An active area of research is improving tumor immunogenicity, thereby increasing the likelihood of response to therapy with immune checkpoint inhibitors. Radiation therapy (RT) is commonly employed in the treatment of NSCLC and there is increasing evidence that it can modulate the immune response and assist in overcoming the immune‐suppressing hurdles effected by tumor cells. RT has been shown to enhance APC activity by inducing the translocation of calreticulin (CRT) to the plasma membrane of the dying tumor cell. CRT couples with MHCI to enhance antigen presentation and plays an important role in the phagocytosis of tumor cells by APCs 72. In lung cancer, radiation therapy can also induce release of proinflammatory cytokines such as TNFα and enhance T‐cell recruitment through increasing expression of adhesion molecules and homing chemokines 73. Local high‐dose irradiation in a mouse tumor model also significantly increased PD‐L1 expression by the tumor cells 74.

The CTLA‐4 (including other B7 family proteins) and PD‐1/PD‐L1 pathways are just a few among many others that play a key role in T‐cell immunomodulation. Active research is underway to either enhance the effects of existing stimulatory pathways (OX40/OX40L, CD40/CD40L) or disinhibit inhibitory pathways (VISTA, Tim‐3, LAG‐3). The OX40/OX40L pathway promotes effector T‐cell expansion and proliferation and has been shown to downregulate Treg cells in mouse models. A phase I study of an agonist monoclonal antibody against OX40 in patients with advanced cancers showed stable disease or tumor regression in over half of the patients, though none achieved a partial response by RECIST criteria 75. LAG‐3 is closely related to CD4 and downregulates T‐cell activation through modulation of TCR signaling; it has also been shown to upregulate Treg function. A phase I clinical trial using a LAG‐3 inhibitor in patients with advanced renal cell carcinoma showed improved progression‐free survival in patients receiving higher doses and that the drug (IMP321) was well tolerated 76. Another approach that has not been well explored in NSCLC is the use of combination immunotherapy, as currently is standard in the treatment of metastatic melanoma with both ipilimumab and nivolumab. One can conceive that in NSCLC, there may be additive benefits of using drugs that augment T‐cell proliferation and downregulate T‐cell inhibition.

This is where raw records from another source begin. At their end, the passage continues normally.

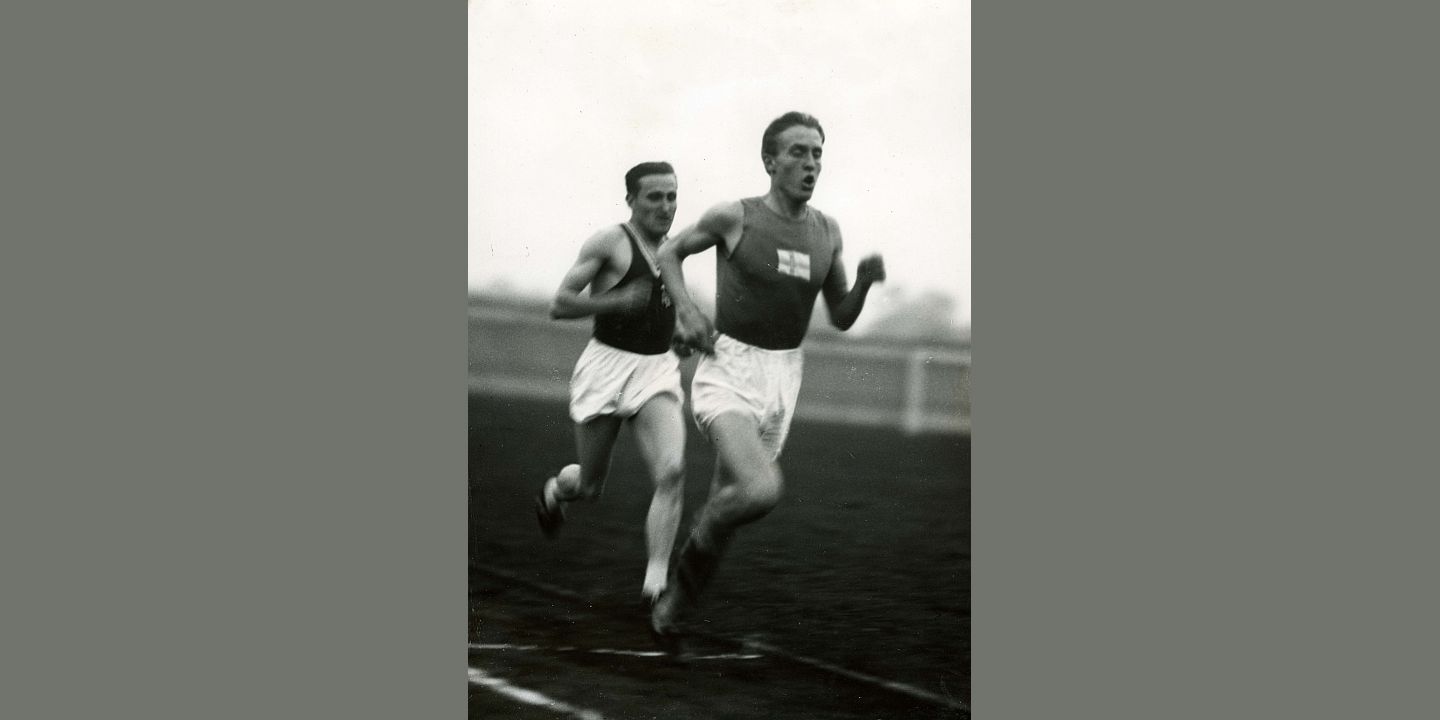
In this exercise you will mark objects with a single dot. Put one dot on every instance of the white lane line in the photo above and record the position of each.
(755, 644)
(608, 651)
(530, 697)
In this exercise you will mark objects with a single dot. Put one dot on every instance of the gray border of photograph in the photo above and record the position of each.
(1203, 478)
(1204, 311)
(241, 340)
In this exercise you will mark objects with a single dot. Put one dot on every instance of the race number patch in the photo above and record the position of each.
(791, 262)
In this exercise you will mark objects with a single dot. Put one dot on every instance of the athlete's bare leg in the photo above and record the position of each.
(660, 431)
(594, 442)
(746, 487)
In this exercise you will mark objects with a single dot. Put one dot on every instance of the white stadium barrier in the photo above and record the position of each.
(915, 388)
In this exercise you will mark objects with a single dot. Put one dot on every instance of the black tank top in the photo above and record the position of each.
(645, 333)
(766, 287)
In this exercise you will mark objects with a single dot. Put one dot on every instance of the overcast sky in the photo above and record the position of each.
(568, 95)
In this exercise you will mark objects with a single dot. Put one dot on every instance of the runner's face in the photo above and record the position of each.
(653, 206)
(795, 167)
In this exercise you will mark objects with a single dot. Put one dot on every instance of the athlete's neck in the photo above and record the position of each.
(785, 206)
(641, 234)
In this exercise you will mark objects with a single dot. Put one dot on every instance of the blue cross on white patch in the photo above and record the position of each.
(792, 262)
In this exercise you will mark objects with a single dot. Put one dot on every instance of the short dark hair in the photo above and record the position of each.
(784, 123)
(645, 169)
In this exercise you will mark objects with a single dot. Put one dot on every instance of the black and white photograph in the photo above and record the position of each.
(719, 360)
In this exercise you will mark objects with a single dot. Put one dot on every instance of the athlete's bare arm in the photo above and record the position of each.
(719, 226)
(598, 268)
(843, 301)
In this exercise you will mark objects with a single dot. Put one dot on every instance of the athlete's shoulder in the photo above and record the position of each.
(828, 221)
(725, 215)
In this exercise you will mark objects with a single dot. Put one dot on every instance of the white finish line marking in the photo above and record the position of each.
(608, 651)
(530, 697)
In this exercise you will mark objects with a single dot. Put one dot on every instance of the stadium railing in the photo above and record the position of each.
(912, 386)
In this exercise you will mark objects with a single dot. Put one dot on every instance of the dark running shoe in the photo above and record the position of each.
(549, 516)
(666, 634)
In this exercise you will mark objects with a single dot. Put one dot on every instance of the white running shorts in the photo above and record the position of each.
(608, 380)
(752, 380)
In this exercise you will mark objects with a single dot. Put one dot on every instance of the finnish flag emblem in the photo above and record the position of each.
(791, 262)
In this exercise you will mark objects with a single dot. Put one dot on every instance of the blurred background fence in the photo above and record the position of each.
(912, 385)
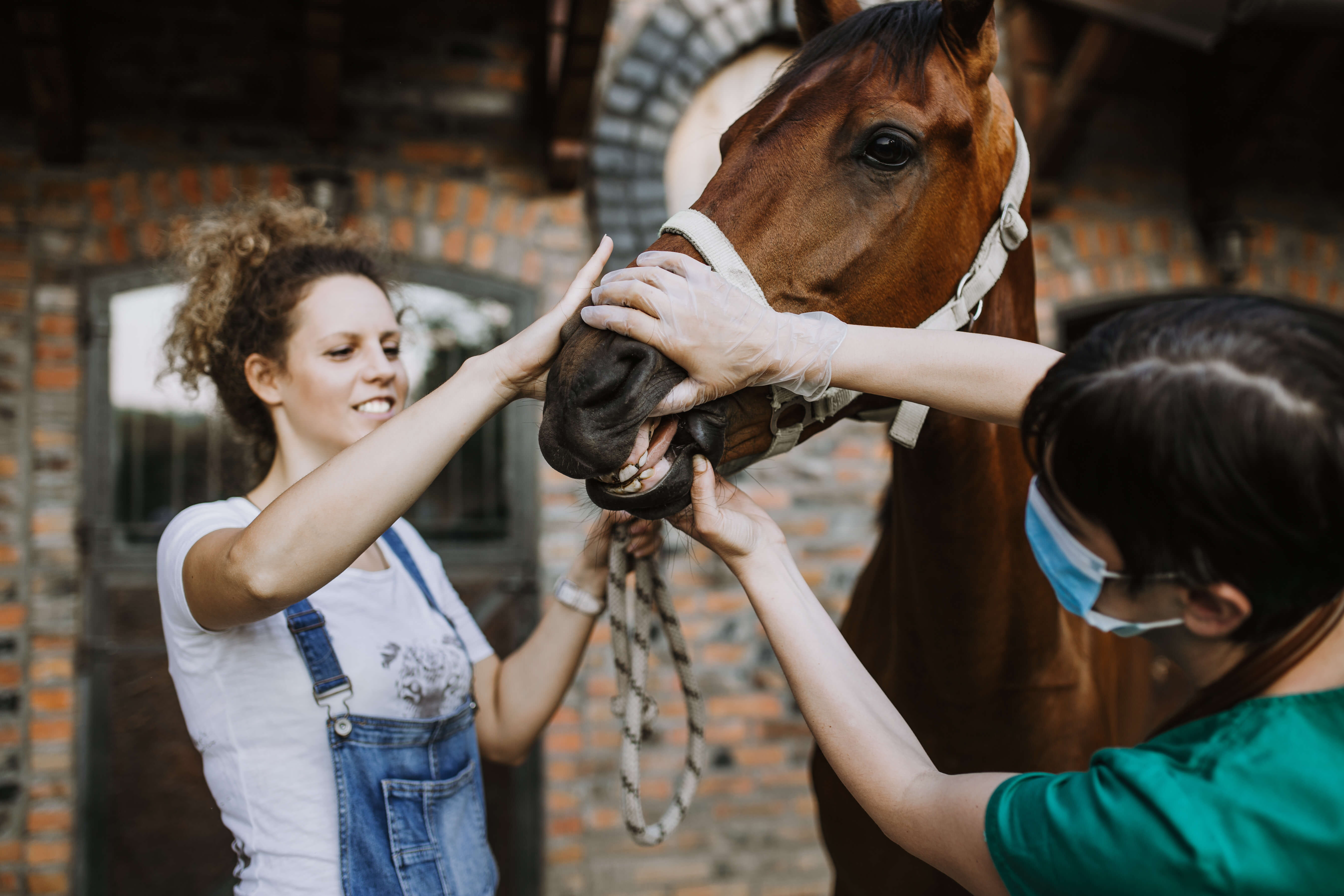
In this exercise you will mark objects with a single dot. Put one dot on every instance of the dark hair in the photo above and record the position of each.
(902, 33)
(1208, 437)
(248, 269)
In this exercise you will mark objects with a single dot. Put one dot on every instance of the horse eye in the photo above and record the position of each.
(889, 151)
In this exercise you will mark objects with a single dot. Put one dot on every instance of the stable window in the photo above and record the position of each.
(170, 451)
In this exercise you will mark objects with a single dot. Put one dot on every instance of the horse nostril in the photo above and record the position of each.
(619, 377)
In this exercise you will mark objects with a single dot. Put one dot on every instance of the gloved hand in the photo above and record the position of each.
(724, 338)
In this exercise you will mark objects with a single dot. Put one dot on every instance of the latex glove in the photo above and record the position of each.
(721, 336)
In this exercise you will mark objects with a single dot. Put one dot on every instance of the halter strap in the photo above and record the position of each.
(1005, 236)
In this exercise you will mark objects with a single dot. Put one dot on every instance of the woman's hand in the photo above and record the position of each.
(725, 339)
(589, 569)
(522, 363)
(724, 519)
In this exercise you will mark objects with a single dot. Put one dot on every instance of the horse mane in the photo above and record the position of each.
(902, 33)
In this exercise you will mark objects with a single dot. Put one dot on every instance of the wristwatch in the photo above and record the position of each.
(577, 598)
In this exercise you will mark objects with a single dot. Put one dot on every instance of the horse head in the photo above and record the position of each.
(862, 185)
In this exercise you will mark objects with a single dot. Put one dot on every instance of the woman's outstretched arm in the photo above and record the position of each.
(935, 817)
(725, 342)
(319, 526)
(519, 695)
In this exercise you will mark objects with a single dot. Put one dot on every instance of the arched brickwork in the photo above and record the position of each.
(676, 50)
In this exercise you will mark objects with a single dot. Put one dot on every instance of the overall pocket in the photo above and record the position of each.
(437, 832)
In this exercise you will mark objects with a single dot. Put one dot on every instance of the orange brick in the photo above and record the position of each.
(52, 669)
(15, 269)
(52, 730)
(49, 882)
(44, 852)
(100, 201)
(56, 379)
(757, 706)
(53, 643)
(445, 205)
(565, 827)
(394, 191)
(49, 820)
(189, 185)
(510, 80)
(564, 742)
(483, 251)
(403, 236)
(443, 154)
(128, 186)
(455, 246)
(505, 216)
(13, 616)
(772, 756)
(53, 699)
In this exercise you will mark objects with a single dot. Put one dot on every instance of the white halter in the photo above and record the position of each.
(1005, 236)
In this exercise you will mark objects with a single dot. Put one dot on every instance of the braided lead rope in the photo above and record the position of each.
(631, 629)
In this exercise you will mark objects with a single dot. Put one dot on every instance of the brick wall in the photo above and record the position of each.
(752, 829)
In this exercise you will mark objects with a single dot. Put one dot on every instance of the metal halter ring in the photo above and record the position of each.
(961, 285)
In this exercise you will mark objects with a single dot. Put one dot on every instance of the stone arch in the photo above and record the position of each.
(675, 52)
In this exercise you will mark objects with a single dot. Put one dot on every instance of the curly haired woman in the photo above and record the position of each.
(293, 615)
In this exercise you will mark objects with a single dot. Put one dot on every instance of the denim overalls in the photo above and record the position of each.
(409, 792)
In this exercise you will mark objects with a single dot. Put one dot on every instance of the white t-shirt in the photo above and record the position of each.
(249, 699)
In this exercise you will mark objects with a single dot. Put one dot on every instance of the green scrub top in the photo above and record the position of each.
(1249, 801)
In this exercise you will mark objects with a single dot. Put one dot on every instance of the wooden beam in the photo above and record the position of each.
(573, 99)
(323, 25)
(52, 84)
(1073, 95)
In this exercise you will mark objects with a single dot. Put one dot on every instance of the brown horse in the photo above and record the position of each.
(862, 185)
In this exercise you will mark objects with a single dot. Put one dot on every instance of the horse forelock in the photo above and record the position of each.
(901, 34)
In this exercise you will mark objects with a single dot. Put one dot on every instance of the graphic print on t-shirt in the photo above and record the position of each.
(431, 679)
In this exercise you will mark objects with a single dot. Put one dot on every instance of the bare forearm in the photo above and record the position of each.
(532, 683)
(986, 378)
(862, 735)
(318, 527)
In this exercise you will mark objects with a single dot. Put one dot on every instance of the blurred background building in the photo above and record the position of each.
(1178, 147)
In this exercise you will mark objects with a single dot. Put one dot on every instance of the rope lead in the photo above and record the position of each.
(631, 628)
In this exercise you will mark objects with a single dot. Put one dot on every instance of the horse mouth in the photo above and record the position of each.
(655, 482)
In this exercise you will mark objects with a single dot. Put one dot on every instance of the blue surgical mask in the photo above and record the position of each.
(1076, 573)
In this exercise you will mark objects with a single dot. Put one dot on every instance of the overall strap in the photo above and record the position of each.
(308, 625)
(404, 554)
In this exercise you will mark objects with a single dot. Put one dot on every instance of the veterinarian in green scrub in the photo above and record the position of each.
(1190, 490)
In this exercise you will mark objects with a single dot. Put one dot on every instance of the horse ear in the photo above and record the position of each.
(965, 19)
(819, 15)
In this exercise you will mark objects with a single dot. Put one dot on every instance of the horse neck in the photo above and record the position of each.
(955, 515)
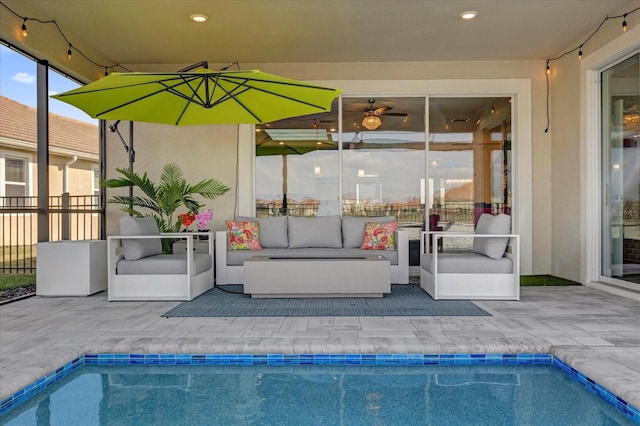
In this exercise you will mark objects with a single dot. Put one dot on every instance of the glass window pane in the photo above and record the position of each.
(469, 162)
(297, 166)
(15, 170)
(621, 171)
(383, 164)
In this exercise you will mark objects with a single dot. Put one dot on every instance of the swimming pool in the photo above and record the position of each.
(350, 388)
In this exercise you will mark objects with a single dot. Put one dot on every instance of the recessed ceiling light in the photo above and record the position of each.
(198, 17)
(470, 14)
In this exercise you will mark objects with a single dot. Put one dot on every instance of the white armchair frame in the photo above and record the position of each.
(469, 285)
(157, 286)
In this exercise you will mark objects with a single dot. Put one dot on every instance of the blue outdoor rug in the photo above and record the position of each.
(404, 300)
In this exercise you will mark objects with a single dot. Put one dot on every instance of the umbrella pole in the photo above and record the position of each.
(113, 128)
(132, 159)
(284, 185)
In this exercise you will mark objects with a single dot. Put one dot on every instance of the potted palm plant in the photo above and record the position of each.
(163, 199)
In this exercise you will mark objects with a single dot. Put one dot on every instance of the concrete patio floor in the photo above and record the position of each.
(595, 332)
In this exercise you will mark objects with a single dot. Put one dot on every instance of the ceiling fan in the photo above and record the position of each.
(371, 120)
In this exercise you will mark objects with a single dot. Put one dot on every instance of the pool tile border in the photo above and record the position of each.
(320, 359)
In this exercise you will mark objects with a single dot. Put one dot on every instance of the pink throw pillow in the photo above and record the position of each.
(243, 236)
(379, 236)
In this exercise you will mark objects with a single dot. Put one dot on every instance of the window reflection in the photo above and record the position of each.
(469, 162)
(297, 166)
(384, 167)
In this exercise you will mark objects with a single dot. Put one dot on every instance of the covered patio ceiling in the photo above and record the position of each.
(139, 32)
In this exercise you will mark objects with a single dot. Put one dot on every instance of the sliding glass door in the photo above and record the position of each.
(620, 191)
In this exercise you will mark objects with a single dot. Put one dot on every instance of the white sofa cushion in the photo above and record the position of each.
(273, 230)
(489, 224)
(310, 232)
(237, 257)
(134, 249)
(353, 229)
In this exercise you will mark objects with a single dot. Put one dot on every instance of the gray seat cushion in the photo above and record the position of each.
(164, 264)
(315, 232)
(273, 230)
(489, 224)
(237, 257)
(134, 249)
(467, 263)
(353, 229)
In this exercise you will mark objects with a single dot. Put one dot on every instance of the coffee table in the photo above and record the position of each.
(368, 276)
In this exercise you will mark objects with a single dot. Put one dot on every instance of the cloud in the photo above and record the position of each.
(24, 78)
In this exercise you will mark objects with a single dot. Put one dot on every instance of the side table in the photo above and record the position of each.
(71, 268)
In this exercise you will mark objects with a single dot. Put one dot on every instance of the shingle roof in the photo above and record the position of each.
(18, 121)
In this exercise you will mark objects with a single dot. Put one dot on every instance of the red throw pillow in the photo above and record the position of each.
(379, 236)
(243, 236)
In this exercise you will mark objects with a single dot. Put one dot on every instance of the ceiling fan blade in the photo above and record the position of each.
(381, 110)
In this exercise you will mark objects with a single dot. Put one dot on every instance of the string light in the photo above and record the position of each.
(24, 32)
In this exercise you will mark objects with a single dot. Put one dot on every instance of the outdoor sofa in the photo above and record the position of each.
(309, 238)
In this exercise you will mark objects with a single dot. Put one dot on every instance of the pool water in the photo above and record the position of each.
(315, 395)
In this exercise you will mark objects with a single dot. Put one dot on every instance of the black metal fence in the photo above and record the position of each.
(71, 217)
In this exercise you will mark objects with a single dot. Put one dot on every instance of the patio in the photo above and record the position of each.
(594, 332)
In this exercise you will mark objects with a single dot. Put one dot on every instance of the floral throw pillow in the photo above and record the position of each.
(243, 236)
(379, 236)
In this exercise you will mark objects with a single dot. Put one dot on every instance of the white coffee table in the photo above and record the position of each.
(368, 276)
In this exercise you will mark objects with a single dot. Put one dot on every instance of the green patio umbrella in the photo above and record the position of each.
(197, 97)
(268, 146)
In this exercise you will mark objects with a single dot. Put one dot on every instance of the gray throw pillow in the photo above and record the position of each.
(353, 229)
(137, 249)
(323, 231)
(273, 230)
(489, 224)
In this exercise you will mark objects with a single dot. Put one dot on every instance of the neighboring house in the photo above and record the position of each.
(73, 168)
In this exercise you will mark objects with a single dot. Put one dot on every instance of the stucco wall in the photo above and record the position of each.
(568, 191)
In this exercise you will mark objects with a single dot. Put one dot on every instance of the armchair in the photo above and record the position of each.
(491, 271)
(138, 270)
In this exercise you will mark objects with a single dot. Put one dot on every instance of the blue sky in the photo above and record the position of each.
(18, 82)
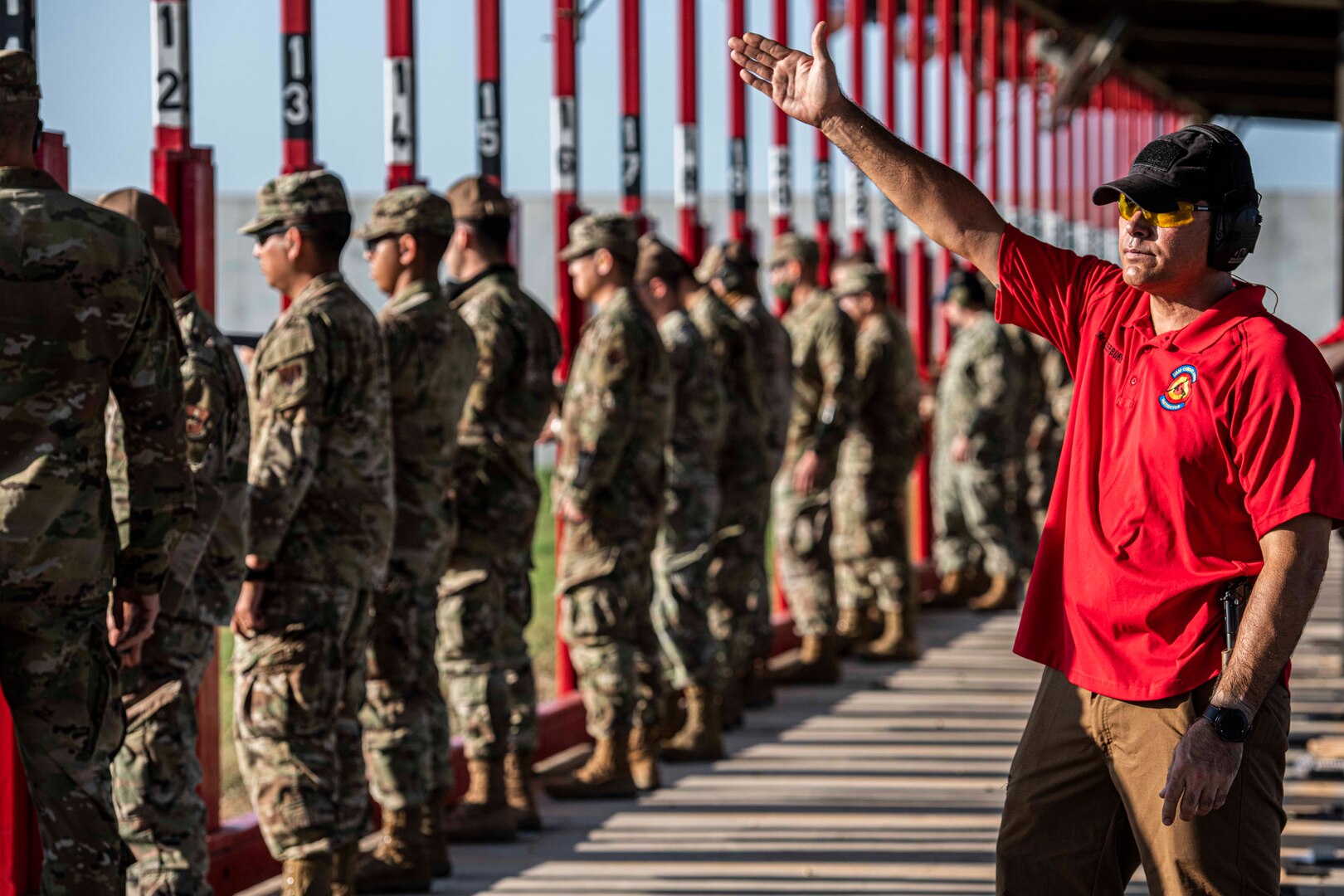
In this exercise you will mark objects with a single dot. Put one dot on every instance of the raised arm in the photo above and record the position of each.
(940, 202)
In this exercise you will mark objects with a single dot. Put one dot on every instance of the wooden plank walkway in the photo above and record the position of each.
(891, 782)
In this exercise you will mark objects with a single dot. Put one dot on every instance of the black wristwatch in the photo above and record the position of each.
(1229, 724)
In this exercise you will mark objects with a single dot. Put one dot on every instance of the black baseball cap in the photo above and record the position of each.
(1199, 162)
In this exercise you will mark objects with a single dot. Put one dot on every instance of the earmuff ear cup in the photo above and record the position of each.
(1234, 236)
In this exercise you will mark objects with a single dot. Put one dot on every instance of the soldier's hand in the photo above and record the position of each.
(247, 614)
(130, 621)
(802, 86)
(806, 473)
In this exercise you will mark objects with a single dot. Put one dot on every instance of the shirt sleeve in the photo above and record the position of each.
(288, 436)
(1285, 431)
(1046, 289)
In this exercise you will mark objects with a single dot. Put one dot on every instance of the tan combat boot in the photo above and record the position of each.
(898, 638)
(485, 815)
(344, 861)
(1001, 596)
(606, 774)
(644, 758)
(309, 876)
(702, 738)
(819, 663)
(436, 841)
(518, 790)
(399, 864)
(758, 687)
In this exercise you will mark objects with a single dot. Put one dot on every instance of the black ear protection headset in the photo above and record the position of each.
(1235, 223)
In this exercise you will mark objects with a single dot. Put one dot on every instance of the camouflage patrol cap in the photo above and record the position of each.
(17, 77)
(295, 197)
(479, 197)
(613, 232)
(860, 277)
(407, 210)
(659, 261)
(145, 210)
(965, 289)
(795, 247)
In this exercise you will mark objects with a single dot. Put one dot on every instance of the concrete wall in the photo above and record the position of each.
(1298, 254)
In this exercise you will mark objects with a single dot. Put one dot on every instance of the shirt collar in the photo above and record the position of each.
(26, 179)
(1205, 329)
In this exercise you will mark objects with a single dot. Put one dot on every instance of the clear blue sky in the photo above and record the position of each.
(95, 67)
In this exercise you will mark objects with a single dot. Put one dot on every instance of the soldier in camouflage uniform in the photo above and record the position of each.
(976, 391)
(739, 579)
(609, 492)
(319, 538)
(85, 314)
(487, 596)
(431, 360)
(823, 340)
(1046, 440)
(869, 544)
(689, 504)
(156, 772)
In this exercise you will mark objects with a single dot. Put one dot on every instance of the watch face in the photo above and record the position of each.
(1231, 724)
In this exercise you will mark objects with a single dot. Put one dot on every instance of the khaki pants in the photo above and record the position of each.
(1083, 811)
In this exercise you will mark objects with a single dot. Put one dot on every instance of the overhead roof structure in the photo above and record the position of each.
(1273, 58)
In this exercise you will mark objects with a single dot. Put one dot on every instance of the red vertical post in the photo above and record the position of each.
(296, 54)
(738, 183)
(565, 184)
(821, 183)
(919, 306)
(782, 165)
(992, 43)
(632, 128)
(489, 100)
(686, 193)
(891, 256)
(856, 191)
(184, 180)
(401, 134)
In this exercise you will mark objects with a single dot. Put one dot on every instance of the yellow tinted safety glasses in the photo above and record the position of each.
(1183, 215)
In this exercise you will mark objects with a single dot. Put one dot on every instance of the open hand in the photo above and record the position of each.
(1200, 776)
(806, 88)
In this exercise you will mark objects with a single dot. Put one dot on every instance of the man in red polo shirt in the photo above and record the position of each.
(1203, 445)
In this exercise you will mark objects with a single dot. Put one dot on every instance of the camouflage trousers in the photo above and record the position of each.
(971, 519)
(515, 655)
(802, 555)
(738, 581)
(156, 772)
(297, 694)
(608, 625)
(470, 609)
(60, 679)
(869, 544)
(401, 689)
(682, 561)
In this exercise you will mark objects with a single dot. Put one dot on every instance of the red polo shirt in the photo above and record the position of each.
(1181, 450)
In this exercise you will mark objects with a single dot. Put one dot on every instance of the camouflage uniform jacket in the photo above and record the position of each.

NSCLC is a molecularly heterogeneous disease, and presents a large mutational load that likely encodes a large number of potential neoantigens. Yet, this cancer evades recognition by the immune system. Novel therapies that target immune checkpoints have for the first time demonstrated responses in these cancers, with some patients exhibiting durable responses weeks to months after discontinuing therapy. Importantly, these are the first therapeutic agents to offer significant benefit in smoking‐related cancers that are extremely heterogenous. However, it is crucial to identify factors associated with response and those involved in maintaining response durability. There is still much that is unknown regarding biomarkers that can predict response to immunotherapy. Furthermore, the optimal method(s) to monitor response are unclear. There are no routine blood tests akin to tumor markers in certain malignancies that can be used as a surrogate of disease response. Imaging is not necessarily reliable as there are variable patterns of response 77. Finally, identifying the specific T‐cell subsets involved in these antitumor responses will pave the way for adoptive T‐cell‐based therapies that can be individualized for patients, ultimately improving the availability of therapies for patients with NSCLC who continue to have limited options in this era of molecular‐targeted therapy.

Conflict of Interest

The authors do not have any conflicts of interest to disclose.